As with other Argento giallos, the accent in "Deep Red" is on the visuals: the artsy sets, the garish lighting, the tendency for the camera to dwell on brutal details. Images are stark, with high contrast in lighting. And there's lots of visual symmetry. Emotionally, "Deep Red" is cold, entirely appropriate, given that the theme relates to the psychological coldness of a killer.
But unlike "Suspiria", wherein the story is almost irrelevant, "Deep Red" has an intriguing premise, with a plot that, although slow to get going, is nevertheless coherent, and builds to a riveting finale. I was quite surprised at who the killer was. Clues are very subtle, but they're there, if you know where to look. There's a nifty plot twist toward the film's end. I like the visuals in all of the Argento films I have seen. But "Deep Red", more than others, has a better developed story line. As such, the film is my second favorite Argento giallo. My personal favorite is "The Bird With The Crystal Plumage".
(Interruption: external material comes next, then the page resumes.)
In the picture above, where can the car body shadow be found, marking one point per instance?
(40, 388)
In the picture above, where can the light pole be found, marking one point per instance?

Weak dialogue and weak characterization permeate Argento's films. But his fans don't seem to mind. I certainly don't. What I did find annoying in "Deep Red" was the background music. Most viewers like the sound of Goblin. But to me, the music was too frantic, and not really suitable for a thriller.
There are few contemporary horror films that compare to those of Dario Argento. His giallos are: Gothic, brutal, impressionistic, artistic, and sometimes surreal. "Deep Red" is one of the best.